Reddit joins Digg, Twitter on Cassandra
I have read that Cassandra needs good IO performance to do well. So I am wondering what type of performance you guys are getting on EC2 and what are the sort of things you have done specifically in regards to it (like RAID).
We are looking into Cassandra for thecadmus.com and any info would be greatly appreciated. Thanks.
I spent several hours Thursday night re-reading Cassandra docs and doing another test install. I am trying to decide between MongoDB (which I have a fair amount of experience with) and Cassandra for a 2 node setup where I care less (at least right now) about latency than about redundancy and convenience.

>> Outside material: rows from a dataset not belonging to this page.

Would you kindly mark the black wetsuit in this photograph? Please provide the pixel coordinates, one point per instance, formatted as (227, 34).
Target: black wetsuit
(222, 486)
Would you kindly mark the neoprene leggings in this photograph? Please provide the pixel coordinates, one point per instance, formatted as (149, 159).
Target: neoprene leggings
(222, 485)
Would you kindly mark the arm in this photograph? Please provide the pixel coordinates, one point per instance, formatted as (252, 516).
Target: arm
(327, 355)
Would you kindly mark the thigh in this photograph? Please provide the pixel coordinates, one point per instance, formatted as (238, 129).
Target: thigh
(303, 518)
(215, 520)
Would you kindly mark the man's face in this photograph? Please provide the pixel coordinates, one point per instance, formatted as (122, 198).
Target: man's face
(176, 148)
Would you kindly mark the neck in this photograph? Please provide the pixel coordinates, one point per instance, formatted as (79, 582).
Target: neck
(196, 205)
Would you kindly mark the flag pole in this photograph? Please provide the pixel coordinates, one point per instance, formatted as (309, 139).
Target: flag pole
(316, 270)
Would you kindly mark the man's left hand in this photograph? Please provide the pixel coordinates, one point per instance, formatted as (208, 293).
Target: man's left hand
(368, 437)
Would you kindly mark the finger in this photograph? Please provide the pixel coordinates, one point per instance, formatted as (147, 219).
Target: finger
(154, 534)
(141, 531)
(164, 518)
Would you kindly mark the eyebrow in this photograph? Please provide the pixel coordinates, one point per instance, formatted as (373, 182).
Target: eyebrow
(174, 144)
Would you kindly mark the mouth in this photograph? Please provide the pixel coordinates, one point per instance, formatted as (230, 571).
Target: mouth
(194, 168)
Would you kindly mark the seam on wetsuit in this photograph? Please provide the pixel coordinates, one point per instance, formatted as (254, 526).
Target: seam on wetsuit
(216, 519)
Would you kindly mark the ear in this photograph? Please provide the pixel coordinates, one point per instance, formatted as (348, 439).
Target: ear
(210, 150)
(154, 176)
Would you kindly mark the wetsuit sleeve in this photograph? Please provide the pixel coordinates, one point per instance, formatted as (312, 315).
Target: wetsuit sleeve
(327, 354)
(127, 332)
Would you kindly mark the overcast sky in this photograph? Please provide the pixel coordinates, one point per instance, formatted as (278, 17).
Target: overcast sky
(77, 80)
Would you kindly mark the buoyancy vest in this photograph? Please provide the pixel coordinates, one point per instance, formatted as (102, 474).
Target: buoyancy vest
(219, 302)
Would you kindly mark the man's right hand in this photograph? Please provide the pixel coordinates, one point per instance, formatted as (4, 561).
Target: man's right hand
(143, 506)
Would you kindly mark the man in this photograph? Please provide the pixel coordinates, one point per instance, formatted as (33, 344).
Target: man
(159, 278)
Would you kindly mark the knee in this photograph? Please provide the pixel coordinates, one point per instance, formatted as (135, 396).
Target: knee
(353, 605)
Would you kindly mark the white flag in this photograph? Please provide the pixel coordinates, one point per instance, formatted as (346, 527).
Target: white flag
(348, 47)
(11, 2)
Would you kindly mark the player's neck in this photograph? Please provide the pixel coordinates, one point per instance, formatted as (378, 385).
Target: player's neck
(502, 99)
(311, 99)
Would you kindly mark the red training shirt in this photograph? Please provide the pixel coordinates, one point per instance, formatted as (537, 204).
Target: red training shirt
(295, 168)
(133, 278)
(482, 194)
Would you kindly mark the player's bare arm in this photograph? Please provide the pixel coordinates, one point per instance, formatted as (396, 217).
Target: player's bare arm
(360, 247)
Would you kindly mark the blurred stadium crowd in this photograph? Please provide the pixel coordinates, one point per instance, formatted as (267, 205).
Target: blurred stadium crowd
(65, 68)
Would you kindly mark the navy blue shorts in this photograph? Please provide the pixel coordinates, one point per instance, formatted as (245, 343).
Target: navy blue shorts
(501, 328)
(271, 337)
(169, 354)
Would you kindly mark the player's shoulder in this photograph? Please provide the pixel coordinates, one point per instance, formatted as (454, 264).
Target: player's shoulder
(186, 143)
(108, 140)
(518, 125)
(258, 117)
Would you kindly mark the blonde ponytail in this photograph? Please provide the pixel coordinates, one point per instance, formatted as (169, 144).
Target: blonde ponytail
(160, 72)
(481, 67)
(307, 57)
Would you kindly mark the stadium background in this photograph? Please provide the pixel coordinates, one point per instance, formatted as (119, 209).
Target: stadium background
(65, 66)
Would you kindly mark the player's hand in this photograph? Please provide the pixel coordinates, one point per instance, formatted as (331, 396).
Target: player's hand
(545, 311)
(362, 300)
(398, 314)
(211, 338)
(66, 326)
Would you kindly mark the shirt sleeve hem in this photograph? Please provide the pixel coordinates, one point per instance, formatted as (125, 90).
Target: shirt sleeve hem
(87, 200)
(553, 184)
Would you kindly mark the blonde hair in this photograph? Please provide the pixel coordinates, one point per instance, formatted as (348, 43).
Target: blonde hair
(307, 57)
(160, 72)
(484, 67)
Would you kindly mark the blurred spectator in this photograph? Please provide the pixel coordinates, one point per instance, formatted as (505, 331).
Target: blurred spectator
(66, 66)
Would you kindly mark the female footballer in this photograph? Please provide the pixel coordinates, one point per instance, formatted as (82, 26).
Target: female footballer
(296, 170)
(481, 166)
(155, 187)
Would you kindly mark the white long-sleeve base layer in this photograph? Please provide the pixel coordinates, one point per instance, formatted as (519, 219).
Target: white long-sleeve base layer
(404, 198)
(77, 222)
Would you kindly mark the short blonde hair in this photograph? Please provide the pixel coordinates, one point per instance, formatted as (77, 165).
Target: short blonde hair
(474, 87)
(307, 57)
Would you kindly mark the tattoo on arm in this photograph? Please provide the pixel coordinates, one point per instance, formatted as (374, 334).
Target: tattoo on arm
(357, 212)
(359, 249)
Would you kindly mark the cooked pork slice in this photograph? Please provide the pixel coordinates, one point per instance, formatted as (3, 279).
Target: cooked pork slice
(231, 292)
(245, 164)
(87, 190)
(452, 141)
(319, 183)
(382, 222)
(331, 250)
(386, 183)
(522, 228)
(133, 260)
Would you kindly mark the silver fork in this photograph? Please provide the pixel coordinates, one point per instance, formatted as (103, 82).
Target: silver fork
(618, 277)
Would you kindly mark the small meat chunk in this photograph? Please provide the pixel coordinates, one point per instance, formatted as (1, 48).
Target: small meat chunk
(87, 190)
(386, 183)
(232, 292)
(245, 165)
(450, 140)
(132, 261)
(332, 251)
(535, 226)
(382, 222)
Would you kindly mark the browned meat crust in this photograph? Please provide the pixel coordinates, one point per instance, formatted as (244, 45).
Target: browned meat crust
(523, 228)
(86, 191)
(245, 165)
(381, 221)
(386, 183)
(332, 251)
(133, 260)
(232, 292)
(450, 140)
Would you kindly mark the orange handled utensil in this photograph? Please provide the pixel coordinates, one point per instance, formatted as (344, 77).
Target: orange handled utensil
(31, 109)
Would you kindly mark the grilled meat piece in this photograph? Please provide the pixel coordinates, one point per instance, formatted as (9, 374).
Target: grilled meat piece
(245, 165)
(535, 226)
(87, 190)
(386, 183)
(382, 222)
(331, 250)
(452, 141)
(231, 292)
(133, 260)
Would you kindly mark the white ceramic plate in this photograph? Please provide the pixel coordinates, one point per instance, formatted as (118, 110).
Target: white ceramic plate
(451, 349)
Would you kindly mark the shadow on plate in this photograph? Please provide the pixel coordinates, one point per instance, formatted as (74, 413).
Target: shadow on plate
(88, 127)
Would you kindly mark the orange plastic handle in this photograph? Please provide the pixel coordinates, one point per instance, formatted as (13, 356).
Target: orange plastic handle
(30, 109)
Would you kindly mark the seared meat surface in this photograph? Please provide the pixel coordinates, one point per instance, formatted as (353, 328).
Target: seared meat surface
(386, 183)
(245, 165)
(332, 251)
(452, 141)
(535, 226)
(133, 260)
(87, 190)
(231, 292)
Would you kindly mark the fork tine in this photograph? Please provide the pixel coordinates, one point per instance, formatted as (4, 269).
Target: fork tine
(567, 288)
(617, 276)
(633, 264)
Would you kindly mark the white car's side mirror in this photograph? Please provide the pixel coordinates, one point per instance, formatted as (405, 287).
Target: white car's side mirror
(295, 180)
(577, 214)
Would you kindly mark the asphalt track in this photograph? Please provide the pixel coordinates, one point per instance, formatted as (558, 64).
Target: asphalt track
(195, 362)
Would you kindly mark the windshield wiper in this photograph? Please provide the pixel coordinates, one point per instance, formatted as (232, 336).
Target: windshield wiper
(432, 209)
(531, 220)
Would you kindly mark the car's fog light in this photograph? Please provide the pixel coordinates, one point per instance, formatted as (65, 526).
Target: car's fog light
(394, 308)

I want to (initially) use an EC2 instance and a non-Amazon VPS and since I can't tell from reading the docs (and I have not seen any published comparisons), I am going to have to set up both a 2 node Cassandra install and a MongoDB replica-pair to see which does better given the hit of one service running in an east coast Amazon availability center and the other in a data center in Texas. If I am ever fortunate to have more than a few users so performance becomes an issue, I would like to add another EC2 (or two) to the mix, but still keep a service running in a non-Amazon data center.
If anyone has any links to Cassandra/MongoDB comparisons for my desired setup I would appreciate seeing them.
What is exactly the difference between Casandra and a document store like CouchDB? Or are they similar?
Just trying to get my head around this nosql thing and the different approaches...
It sort of looks like Cassandra is where all the people with A LOT of data are going. Any particular reason(s) for that?
(Edit: as compared to other 'non traditional' database systems).
Reddit also investigated (and maybe is still investigating) Riak, as they asked some detailed questions on the list. It will be interesting to see another high profile deployment of Cassandra, but I want them to start putting things that actually matter in there.